Le Général Al-Burhan doit s'interroger sur la justesse de son combat

Mais au-delà de l'hospitalité des autorités tchadiennes qui ont pris le problème à bras-le-corps en accueillant ces fugitifs soudanais, alors même que Ndjamena avait déjà pris des précautions en amont en fermant ses frontières et en appelant à la désescalade, ces désertions de soldats doivent interpeller. D'abord la communauté internationale, sur la nécessité de trouver les voies et moyens de faire taire les armes. Cela est un impératif, si l'on veut éviter qu'à la crise politico-militaire qui est en train de désarticuler le pays, vienne se greffer une crise humanitaire en cas de déplacements massifs de populations fuyant les combats.

Ensuite, le général Al Burhan qui perd ainsi des combattants. Et subsidiairement son rival qui n'est peut-être pas lui non plus à l'abri d'éventuelles défections dans son propre camp. Car, n'étant pas dans la tête des soldats, on peut se poser des questions sur les sentiments qui les animent. Surtout les déserteurs qui ont dû se résoudre à prendre la poudre d'escampette. Est-ce juste pour sauver leur vie ? Est-ce parce qu'ils pensent que ce combat n'est pas véritablement le leur et ne mérite pas leur sacrifice suprême ?

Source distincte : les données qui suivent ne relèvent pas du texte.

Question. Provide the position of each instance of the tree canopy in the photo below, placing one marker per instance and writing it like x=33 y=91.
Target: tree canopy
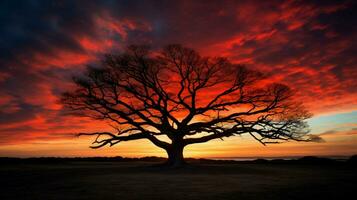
x=188 y=98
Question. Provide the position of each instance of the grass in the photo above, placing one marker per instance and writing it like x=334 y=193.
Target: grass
x=140 y=180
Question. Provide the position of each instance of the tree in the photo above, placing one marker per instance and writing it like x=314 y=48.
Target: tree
x=186 y=98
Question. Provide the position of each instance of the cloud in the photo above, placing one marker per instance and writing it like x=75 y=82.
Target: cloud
x=309 y=45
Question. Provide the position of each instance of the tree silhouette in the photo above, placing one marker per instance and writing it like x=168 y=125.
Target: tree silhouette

Est-ce pour ne pas tomber sous le coup du jugement de l'histoire en se rendant coupables d'éventuelles exactions sur les populations ? Bien malin qui sourait répondre à ces questions. En attendant, quelles que soient les motivations de ces soldats fuyards, leur désertion est un mauvais signal pour leur chef, en l'occurrence le Général Al-Burhan qui doit aussi s'interroger sur la justesse de son combat. Car, si la contagion devait gagner d'autres combattants au sein de ses troupes, on ne doute pas de l'issue des combats qui pourraient rapidement tourner en faveur de son adversaire.

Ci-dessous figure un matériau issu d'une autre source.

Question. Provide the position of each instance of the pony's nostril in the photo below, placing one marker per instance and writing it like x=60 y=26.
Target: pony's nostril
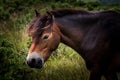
x=33 y=61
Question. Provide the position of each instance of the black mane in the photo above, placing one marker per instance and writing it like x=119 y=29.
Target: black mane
x=66 y=12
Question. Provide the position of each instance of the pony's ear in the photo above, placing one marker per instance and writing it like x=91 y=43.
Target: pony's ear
x=51 y=17
x=37 y=13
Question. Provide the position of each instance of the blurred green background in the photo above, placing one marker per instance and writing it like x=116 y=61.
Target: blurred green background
x=64 y=64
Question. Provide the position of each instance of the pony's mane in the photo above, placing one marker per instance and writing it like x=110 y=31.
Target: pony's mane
x=35 y=26
x=66 y=12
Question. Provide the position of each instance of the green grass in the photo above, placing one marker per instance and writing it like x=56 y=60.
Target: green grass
x=64 y=63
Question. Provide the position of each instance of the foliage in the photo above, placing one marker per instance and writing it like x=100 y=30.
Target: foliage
x=64 y=63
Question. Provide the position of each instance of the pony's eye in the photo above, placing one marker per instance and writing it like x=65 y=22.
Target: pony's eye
x=45 y=37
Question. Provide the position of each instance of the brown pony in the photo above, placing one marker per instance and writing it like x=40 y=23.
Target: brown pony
x=94 y=35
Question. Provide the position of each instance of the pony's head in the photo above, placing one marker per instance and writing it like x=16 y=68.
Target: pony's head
x=45 y=39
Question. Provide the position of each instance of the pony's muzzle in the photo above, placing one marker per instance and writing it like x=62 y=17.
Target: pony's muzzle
x=34 y=60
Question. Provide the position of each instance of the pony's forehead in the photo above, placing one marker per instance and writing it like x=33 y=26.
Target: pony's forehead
x=35 y=26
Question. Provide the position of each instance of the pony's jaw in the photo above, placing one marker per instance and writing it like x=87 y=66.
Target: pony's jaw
x=34 y=60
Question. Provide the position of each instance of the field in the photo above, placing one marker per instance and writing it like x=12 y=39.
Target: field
x=64 y=64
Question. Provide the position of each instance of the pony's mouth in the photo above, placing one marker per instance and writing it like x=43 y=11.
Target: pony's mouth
x=34 y=60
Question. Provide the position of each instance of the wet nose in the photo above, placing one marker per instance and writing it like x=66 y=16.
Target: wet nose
x=34 y=61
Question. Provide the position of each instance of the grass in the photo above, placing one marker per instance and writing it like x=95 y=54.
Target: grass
x=64 y=63
x=63 y=66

Il est temps de savoir raisonner le Général Al-Burhan et son rival Hemeti

Mais le chef de la junte au pouvoir à Khartoum, est-il encore capable d'une telle introspection ? Rien n'est moins sûr ! Tant l'officier militaire fait preuve d'une obnubilation par le pouvoir à nulle autre pareille et semble mu par la volonté d'en finir militairement avec un ex-allié décidé à contrarier ses ambitions en le délogeant du palais présidentiel pour devenir calife à la place du calife. C'est sans doute le sens de son combat qui l'a vu trahir la lutte du peuple soudanais résolument engagé dans la voie du changement et qui était loin de se douter qu'en se débarrassant de l'autocrate Omar El-Béchir, il ouvrirait la voie à une autre dictature.

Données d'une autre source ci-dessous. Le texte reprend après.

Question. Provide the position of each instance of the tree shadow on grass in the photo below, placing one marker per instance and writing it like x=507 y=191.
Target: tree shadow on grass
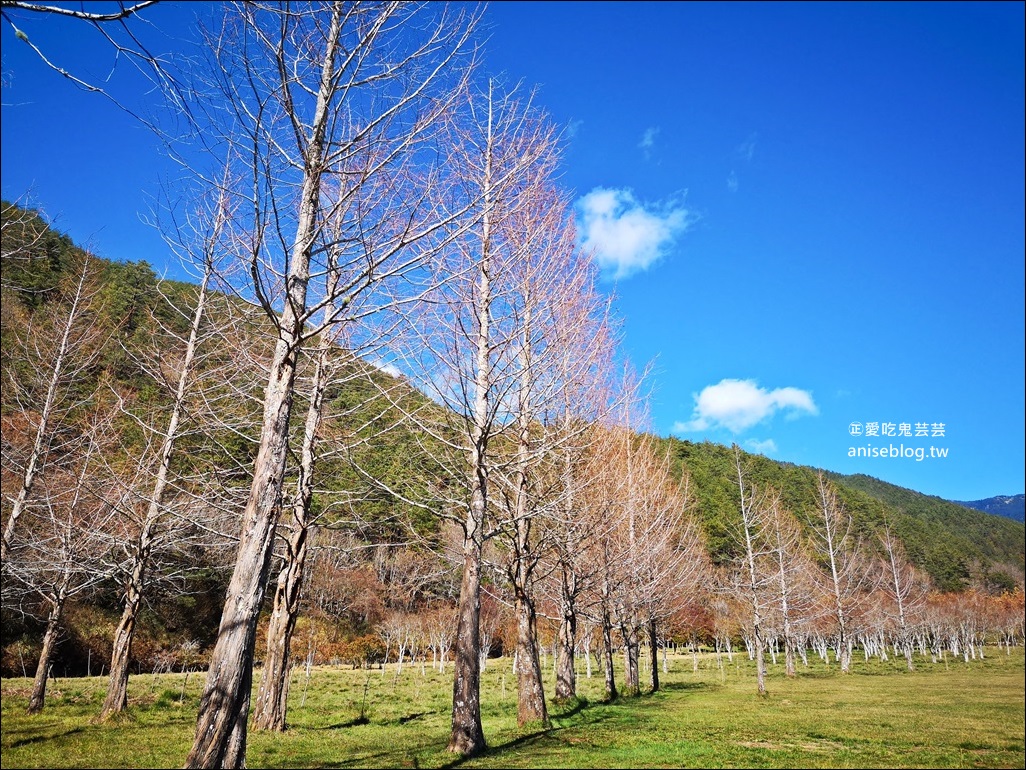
x=44 y=736
x=589 y=713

C'est pourquoi on ne dénoncera jamais assez l'attitude de la communauté internationale qui n'a pas fait le necessaire pour soutenir conséquemment la lutte du peuple soudanais qui n'a eu de cesse de demander le départ pur et simple des militaires du pouvoir. Un peuple visiblement abandonné à son triste sort et obligé de compter aujourd'hui sur ses propres forces. Mais que peut un peuple aux mains nues, face à des militaires assoiffés de pouvoir et lourdement armés ?

Des officiers qui, au nom de leurs ambitions, sont prêts à tirer sur tout ce qui bouge, y compris sur des hôpitaux dont au moins neuf ont déjà fait les frais de ces combats insensés. C'est dire s'il est temps de savoir raisonner le Général Al-Burhan et son rival Hemeti, tous deux engagés dans une lutte pour le pouvoir manifestement étrangère aux intérêts du peuple soudanais.

En tout état de cause, il est impératif de ne pas laisser cette guerre s'étendre dans la durée, sous peine de conséquences encore plus dommageables pour le pays et ses habitants. C'est en cela que la communauté internationale est aussi vivement interpellée.